Résumé: RMN dans la myélopathie due à une déficience en vitamine B12
On connaît peu de choses sur les manifestations de la déficience en vitamine B12 à l'imagerie par résonance magnétique (RMN) et sur leur relation avec le début, l'évolution et la résolution des signes et des symptômes neurologiques. Méthodes: Nous présentons un cas de dégénérescence combinée subaiguë de la moelle détecté par RMN et nous revoyons onze autres cas rapportés dans la littérature. Résultats: Notre patient avait une augmentation du signal T2 à l'examen en séquence pondérée en T2 et une densification par le gadolinium au niveau de la corne latérale de la moelle à la région cervicale haute. Ceci constitue un cas avec observation à la RMN de lésions de la corne latérale. Chez deux autres cas, on rapportait un rehaussement de la corne postérieure de la moelle. Les images pondérées en T1 peuvent montrer un signal diminué dans les cornes postérieures et parfois un gonflement réversible de la moelle épinière. Il est typique de voir les anomalies de la RMN s'améliorer suite au traitement de remplacement vitaminique. Cependant, les signes cliniques peuvent persister en dépit de la résolution des anomalies observées à l'imagerie et ces anomalies ne disparaissent pas toujours complètement.

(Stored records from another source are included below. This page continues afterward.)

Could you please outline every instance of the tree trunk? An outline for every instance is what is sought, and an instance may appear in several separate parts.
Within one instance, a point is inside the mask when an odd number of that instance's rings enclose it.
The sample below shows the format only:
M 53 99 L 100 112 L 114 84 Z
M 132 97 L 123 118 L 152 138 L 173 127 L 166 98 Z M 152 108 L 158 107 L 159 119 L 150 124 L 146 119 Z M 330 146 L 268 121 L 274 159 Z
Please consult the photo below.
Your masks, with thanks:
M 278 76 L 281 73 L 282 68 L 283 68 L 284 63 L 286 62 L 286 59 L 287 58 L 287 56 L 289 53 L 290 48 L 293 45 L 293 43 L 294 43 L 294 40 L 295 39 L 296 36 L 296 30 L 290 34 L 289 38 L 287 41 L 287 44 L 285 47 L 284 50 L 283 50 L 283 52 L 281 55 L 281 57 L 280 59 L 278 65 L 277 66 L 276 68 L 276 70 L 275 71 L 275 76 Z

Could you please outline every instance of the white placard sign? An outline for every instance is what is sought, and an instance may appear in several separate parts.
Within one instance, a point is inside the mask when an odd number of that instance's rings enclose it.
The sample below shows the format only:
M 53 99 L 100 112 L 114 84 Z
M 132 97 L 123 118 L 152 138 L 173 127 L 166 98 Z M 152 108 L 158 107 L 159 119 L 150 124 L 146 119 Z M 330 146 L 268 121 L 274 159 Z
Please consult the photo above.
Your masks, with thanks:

De plus, les symptômes peuvent précéder les anomalies observées à l'imagerie. Conclusions: La déficience en vitamine B12 peut produire une augmentation du signal pondéré en T2, une diminution du signal pondéré en T1 et un rehaussement du contraste des cornes postérieures et latérales de la moelle, surtout au niveau des segments cervicaux et thoracique supérieurs. Comme les symptômes peuvent précéder les anomalies observées à l'imagerie, il est clair que la RMN de la moelle n'est probablement pas un test hautement sensible pour détecter précocement la dégénérescence combinée subaiguë.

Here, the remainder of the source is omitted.